"Pertama, pelibatan militer dalam mengatasi terorisme harus menjadi pilihan terakhir, yakni ketika kapasitas penegak hukum sudah tidak bisa lagi mengatasi ancaman yang ada," ujar Gufron dalam diskusi bertajuk 'Menimbang Rancangan Perpres Pelibatan TNI dalam Pemberantasan Terorisme dalam Perspektif Hukum dan HAM', Rabu (4/11/2020).
Menurut dia, pelibatan TNI baru bisa dilakukan jika institusi fungsional tidak mampu menangani persoalan.
Hal itu menyusul meningkatnya eskalasi ancaman yang terjadi di luar kapasitas penegak hukum. Misalnya, kebutuhan penggunaan keahlian hingga alat-alat yang dimiliki militer dalam mengatasi eskalasi ancaman.
Kedua, pelibatan TNI hanya berfungsi sebagai penindakan sebagaimana Pasal 2 Ayat (1) huruf b dalam Perpres tersebut.
Akan tetapi, itu dengan catatan bahwa penindakan yang dilakukan TNI harus bersifat terbatas dan terukur.
Sedangkan, fungsi penangkalan dan pemulihan tidak perlu diberikan. Sebab, Badan Nasional Penanggulangan Terorisme (BNPT) bisa menjalankan dua fungsi tersebut.
Ketiga, penggunaan dan pengerahan TNI juga harus atas dasar keputusan politik negara.
Keputusan yang dibuat otoritas politik itu mengacu pada Pasal 7 Ayat (2) dan (3) UU Nomor 34 Tahun 2004 tentang TNI.
"Jadi tidak bisa sekonyong-konyong TNI masuk begitu saja terlibat dalam keamanan dalam negeri, termasuk mengatasi terorisme," ujar dia.
Menurut Gufron, pengambilan keputusan itu juga perlu dilakukan secara tertulis, tidak sekadar keputusan lisan.
Langkah itu dilakukan sebagai upaya menerapkan akuntabilitas sekaligus pengawasan jika dalam praktiknya terjadi kesalahan.
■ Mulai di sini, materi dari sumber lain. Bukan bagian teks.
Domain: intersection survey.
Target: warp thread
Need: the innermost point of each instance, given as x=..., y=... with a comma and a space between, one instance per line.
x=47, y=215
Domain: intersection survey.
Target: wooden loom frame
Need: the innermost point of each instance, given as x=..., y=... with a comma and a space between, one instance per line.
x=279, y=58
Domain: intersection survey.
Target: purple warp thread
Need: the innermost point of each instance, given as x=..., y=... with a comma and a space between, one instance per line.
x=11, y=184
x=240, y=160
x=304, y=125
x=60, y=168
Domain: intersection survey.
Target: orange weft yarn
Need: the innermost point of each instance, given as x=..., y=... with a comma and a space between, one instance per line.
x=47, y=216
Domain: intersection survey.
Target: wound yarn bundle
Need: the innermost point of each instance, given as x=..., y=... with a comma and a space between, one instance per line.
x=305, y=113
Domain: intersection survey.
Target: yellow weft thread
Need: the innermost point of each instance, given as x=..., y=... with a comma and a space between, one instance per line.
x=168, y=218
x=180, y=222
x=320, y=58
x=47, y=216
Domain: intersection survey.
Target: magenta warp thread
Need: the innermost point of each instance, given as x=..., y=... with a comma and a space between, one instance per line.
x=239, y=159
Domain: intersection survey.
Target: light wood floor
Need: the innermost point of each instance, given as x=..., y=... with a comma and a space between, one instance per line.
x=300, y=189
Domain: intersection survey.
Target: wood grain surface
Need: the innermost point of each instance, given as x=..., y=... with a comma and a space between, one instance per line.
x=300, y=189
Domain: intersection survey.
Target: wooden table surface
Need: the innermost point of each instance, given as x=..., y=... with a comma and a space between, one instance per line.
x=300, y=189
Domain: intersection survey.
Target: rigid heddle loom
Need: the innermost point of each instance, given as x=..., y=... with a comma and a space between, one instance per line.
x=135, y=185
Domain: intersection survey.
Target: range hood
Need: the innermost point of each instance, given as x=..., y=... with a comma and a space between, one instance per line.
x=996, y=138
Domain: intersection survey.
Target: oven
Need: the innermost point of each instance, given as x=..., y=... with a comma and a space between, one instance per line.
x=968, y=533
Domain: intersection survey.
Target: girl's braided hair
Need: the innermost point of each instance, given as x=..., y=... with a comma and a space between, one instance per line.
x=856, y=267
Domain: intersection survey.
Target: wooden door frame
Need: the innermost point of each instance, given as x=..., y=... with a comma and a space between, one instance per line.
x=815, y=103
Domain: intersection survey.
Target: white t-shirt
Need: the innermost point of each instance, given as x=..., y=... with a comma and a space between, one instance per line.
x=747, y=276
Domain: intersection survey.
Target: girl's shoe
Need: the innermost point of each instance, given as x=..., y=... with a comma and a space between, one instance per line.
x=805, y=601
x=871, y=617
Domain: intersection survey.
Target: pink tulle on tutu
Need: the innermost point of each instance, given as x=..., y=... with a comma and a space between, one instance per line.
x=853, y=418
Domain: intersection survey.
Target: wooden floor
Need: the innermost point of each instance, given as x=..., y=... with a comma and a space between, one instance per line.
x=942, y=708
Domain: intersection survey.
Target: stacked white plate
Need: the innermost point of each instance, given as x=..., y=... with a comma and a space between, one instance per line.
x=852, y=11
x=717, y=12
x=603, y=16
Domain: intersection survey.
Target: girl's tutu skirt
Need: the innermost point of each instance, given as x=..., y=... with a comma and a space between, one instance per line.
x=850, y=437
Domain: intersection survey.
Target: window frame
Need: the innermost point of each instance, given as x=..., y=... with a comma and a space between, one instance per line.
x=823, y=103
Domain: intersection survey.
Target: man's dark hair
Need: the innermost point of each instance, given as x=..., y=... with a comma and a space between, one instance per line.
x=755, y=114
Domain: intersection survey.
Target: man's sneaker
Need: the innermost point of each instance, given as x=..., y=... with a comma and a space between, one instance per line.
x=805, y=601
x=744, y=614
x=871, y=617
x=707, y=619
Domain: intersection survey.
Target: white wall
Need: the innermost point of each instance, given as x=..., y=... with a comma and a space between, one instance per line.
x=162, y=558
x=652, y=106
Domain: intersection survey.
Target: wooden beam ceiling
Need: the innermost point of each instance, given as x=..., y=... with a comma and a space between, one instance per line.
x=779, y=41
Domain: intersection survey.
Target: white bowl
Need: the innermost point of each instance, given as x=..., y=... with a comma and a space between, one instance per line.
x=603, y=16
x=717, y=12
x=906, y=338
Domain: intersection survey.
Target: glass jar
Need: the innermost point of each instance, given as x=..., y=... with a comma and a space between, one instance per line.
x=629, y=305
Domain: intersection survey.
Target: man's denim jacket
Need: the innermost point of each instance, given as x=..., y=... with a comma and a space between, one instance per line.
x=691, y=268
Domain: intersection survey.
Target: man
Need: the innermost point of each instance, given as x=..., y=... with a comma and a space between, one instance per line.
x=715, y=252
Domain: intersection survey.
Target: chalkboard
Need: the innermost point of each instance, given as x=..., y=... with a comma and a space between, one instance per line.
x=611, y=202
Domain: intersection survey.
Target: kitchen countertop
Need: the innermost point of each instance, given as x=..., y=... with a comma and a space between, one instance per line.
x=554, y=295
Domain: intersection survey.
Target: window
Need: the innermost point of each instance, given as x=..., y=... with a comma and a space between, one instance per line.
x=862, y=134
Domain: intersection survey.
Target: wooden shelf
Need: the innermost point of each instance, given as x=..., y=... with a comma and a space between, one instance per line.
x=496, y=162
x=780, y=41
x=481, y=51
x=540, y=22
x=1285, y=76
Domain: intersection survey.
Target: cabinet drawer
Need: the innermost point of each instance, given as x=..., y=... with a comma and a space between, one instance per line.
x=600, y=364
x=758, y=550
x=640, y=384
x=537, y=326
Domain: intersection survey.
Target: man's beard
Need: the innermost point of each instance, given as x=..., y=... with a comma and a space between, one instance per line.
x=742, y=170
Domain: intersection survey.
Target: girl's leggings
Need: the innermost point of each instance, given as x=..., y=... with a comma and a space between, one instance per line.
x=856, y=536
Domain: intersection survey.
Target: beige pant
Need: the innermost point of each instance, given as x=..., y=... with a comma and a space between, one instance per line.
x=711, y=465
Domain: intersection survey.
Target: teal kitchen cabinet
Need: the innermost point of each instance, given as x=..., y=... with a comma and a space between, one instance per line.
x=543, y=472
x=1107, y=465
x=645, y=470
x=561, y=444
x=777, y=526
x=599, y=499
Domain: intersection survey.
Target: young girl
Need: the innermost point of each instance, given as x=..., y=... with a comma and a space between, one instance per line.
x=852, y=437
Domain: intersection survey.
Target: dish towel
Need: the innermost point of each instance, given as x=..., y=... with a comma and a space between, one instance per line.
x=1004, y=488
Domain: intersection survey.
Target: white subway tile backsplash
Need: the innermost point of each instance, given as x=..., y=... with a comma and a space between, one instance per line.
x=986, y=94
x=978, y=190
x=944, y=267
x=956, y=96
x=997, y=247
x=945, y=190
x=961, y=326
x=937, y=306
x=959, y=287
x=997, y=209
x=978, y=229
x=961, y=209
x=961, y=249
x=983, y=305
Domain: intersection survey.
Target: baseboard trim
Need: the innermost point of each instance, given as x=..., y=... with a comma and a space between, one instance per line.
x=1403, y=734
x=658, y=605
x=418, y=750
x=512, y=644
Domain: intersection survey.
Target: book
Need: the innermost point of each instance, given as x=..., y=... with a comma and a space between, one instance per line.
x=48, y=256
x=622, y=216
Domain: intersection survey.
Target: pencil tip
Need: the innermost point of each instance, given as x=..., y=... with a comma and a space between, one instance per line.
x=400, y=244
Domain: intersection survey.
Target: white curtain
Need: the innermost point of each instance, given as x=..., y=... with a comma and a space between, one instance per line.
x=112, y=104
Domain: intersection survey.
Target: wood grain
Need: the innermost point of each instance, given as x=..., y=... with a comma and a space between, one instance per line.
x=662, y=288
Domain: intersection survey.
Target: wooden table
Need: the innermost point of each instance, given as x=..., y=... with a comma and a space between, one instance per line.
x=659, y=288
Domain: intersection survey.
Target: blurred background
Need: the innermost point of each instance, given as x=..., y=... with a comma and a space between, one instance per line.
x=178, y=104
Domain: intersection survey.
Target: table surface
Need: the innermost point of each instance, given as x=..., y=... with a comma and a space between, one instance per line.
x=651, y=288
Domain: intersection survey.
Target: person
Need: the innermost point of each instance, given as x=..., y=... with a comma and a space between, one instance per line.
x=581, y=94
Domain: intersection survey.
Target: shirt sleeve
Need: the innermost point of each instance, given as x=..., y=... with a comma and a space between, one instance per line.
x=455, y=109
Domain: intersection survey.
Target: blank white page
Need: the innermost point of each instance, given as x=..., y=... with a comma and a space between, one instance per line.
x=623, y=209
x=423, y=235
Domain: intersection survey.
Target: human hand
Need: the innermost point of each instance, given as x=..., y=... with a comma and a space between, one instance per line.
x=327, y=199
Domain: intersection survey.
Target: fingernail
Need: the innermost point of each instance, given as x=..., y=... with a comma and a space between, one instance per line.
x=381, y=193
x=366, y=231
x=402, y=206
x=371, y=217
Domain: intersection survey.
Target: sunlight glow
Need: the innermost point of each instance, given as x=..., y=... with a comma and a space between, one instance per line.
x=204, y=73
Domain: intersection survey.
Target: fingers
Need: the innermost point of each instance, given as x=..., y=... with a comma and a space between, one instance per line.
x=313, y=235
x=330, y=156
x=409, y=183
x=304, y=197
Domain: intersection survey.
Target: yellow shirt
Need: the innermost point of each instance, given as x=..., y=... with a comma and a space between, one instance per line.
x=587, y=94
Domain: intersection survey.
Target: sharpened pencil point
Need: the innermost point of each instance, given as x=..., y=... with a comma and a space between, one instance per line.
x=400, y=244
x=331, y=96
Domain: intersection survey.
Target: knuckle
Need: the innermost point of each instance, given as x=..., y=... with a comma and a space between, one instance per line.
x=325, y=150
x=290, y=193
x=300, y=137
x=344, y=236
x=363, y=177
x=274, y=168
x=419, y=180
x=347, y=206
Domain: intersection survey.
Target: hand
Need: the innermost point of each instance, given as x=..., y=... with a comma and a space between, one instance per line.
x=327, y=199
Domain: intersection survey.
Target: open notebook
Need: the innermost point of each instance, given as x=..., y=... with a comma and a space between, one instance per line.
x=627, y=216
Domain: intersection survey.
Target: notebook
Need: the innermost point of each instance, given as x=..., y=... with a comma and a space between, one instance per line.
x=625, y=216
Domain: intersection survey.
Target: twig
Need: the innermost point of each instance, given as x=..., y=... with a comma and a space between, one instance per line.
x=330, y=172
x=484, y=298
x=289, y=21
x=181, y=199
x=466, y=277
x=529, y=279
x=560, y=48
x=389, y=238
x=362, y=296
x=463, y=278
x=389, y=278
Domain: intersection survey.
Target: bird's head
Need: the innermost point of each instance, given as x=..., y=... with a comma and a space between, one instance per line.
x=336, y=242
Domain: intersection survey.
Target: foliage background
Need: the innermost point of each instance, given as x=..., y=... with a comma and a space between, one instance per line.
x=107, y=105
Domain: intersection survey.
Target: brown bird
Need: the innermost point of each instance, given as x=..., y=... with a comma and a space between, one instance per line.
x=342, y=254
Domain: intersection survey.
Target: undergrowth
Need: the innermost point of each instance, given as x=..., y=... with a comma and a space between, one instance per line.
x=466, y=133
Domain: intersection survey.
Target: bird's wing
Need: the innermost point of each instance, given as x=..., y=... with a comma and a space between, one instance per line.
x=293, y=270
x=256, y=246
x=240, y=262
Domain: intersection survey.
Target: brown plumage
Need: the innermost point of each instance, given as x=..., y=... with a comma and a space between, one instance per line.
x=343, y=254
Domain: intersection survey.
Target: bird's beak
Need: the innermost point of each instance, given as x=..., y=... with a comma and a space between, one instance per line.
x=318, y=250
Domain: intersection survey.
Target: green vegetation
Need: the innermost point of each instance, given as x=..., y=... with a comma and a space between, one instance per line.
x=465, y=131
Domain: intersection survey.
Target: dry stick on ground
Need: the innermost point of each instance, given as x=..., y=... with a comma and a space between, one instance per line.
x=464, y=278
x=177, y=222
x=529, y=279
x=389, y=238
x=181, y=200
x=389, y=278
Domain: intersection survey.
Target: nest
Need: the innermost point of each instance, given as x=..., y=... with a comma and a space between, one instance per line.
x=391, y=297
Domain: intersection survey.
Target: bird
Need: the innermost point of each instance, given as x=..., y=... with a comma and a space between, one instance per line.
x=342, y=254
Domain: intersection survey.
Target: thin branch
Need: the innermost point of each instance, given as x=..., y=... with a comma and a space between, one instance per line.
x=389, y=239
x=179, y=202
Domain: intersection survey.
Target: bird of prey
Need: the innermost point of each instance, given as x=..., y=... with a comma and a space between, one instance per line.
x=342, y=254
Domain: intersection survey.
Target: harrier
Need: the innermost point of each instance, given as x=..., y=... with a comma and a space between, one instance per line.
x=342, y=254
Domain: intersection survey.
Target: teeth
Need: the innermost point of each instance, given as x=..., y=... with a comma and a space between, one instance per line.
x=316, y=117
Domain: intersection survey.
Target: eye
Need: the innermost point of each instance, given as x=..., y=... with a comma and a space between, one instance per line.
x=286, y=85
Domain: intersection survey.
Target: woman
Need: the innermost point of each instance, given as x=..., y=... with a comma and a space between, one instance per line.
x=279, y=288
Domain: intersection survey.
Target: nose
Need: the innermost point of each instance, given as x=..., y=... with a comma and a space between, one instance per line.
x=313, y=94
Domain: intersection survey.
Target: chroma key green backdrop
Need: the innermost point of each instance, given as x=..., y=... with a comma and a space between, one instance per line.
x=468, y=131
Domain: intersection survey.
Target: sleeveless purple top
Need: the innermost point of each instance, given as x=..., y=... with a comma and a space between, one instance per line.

Kempat, pelibatan TNI hanya bersifat sementara sesuai konteks ancaman yang dihadapi.
Misalnya, ketika ancaman sudah tertangani setelah dilakukan penindakan, maka situasi harus dikembalikan ke institusi fungsional, misalnya aparat penegak hukum.
Dengan demikian, pelibatan TNI tak bersifat permanen dalam mengatasi suatu ancaman. Sebab, esensi pelibatan militer hanya sebagai tugas perbantuan.
Kelima, pelibatan harus sesuai norma hukum dan HAM.
Menurut dia, TNI harus tunduk terhadap Kitab Undang-Undang Hukum Acara Pidana (KUHAP), Kitab Undang-Undang Hukum Pidana (KUHP), UU HAM, termasuk intstrumen HAM internasional yang sudah diratifikasi Indonesia.
Namun demikian, terdapat konsekuensi yang harus dijalankan apabila menerapkan skema itu, yakni revisi UU Peradilan Militer.
"Ini menjadi satu paket ketika militer dilibatkan dalam penanganan terorisme, UU Peradilan harus direvisi sebagai salah satu konsekuensi bahwa militer harus tunduk norma hukum dan HAM," ujar dia.
Keenam, alokasi dana pelibatan TNI hanya bersumber Anggaran Pendapatan Belanja Nasional (APBN).
Gufron menyatakan, APBN menjadi satu-satunya sumber pendanaan TNI. Artinya, TNI tidak boleh menggunakan dana di luar itu, misalnya APBD.
"Kalau dari APBD akan menjadi beban bagi daerah," kata dia.